An alternative to slice
is creating a pd.IndexSlice
object, which allows for natural slicing syntax:
df.loc[pd.IndexSlice['Mathematics':'Physics', 'Epistemology'], :]
students | rating | ||
---|---|---|---|
course | lecture | ||
Mathematics | Epistemology | 8 | 3.6 |
Philosophie | Epistemology | 89 | 1.1 |
Physics | Epistemology | 3 | 4.7 |
Building a Mask Based on a Level#
The get_level_values
method of an index object takes a level name or level index as argument and returns a simple Index
object containing only the labels at the specified level.
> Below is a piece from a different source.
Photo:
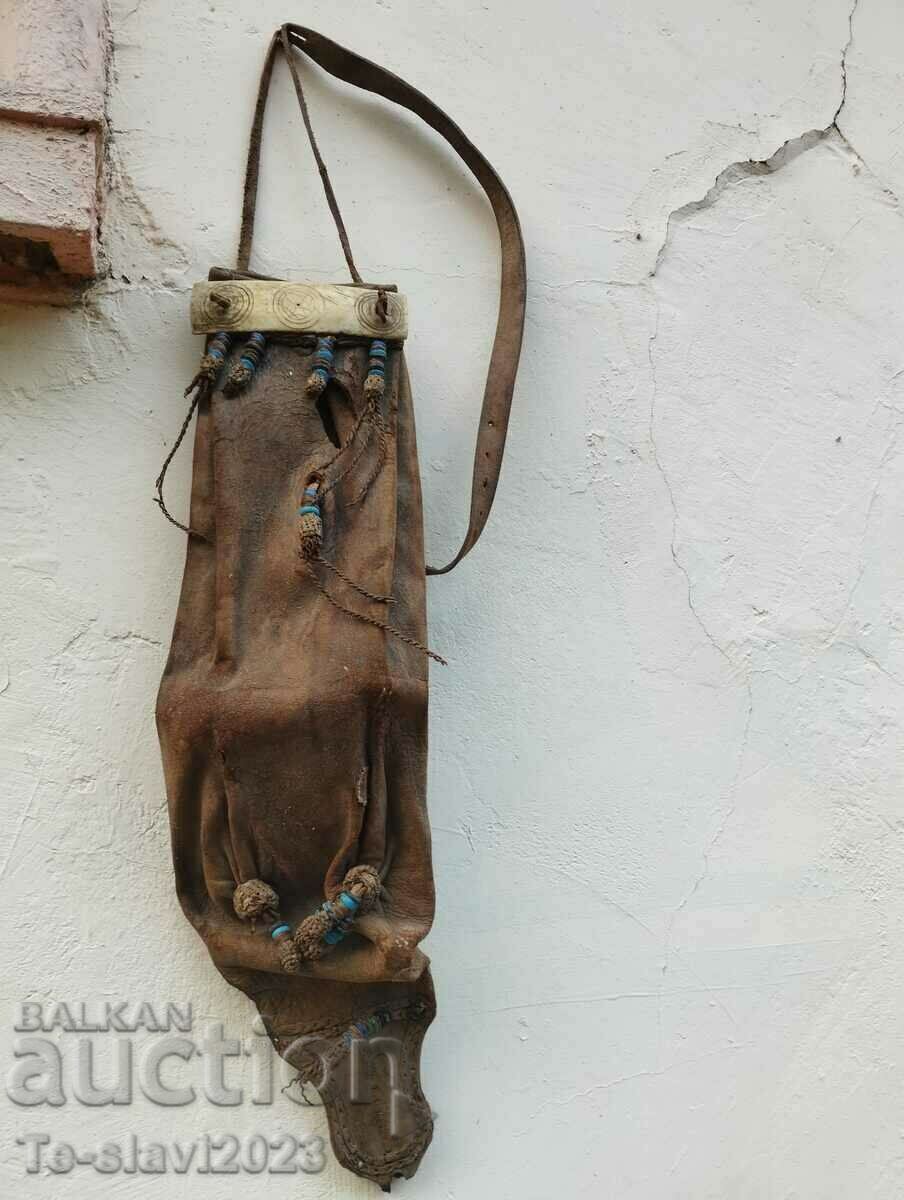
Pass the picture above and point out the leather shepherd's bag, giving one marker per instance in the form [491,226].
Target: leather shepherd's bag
[293,709]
This object can then be used to create a boolean array for row indexing.
import numpy as np
no_physics_mask = df.index.get_level_values('course') != 'Physics'
no_epistemology_mask = df.index.get_level_values(1) != 'Epistemology'
mask = np.logical_and(no_physics_mask, no_epistemology_mask)
df.loc[mask, :]
students | rating | ||
---|---|---|---|
course | lecture | ||
Mathematics | Computer Science | 10 | 2.1 |
Mathematics | 15 | 1.3 | |
Philosophie | Computer Science | 2 | 3.9 |
Mathematics | 1 | 4.9 |
Comparing an index object with a single value results in a one-dimensional boolean NumPy array with same length as the index object. NumPy’s logical_and
method implements elementwise logical and.
The level
Keyword Argument#
Many Pandas functions accept a level
keyword argument (like xs
above or drop
) to provide functionality adapted to multi-level indices.
More on Multi-Level Indexing#
There are many different styles for using multi-level indexing. Some of them are very confusing for beginners, because same syntax may have different semantics depending on the objects (row/column label, tuple, list) passed as arguments. Here we only considered save and syntactically clear variants. To get an idea of other indexing styles have a look at MultiIndex / advanced indexing in the Pandas user guide.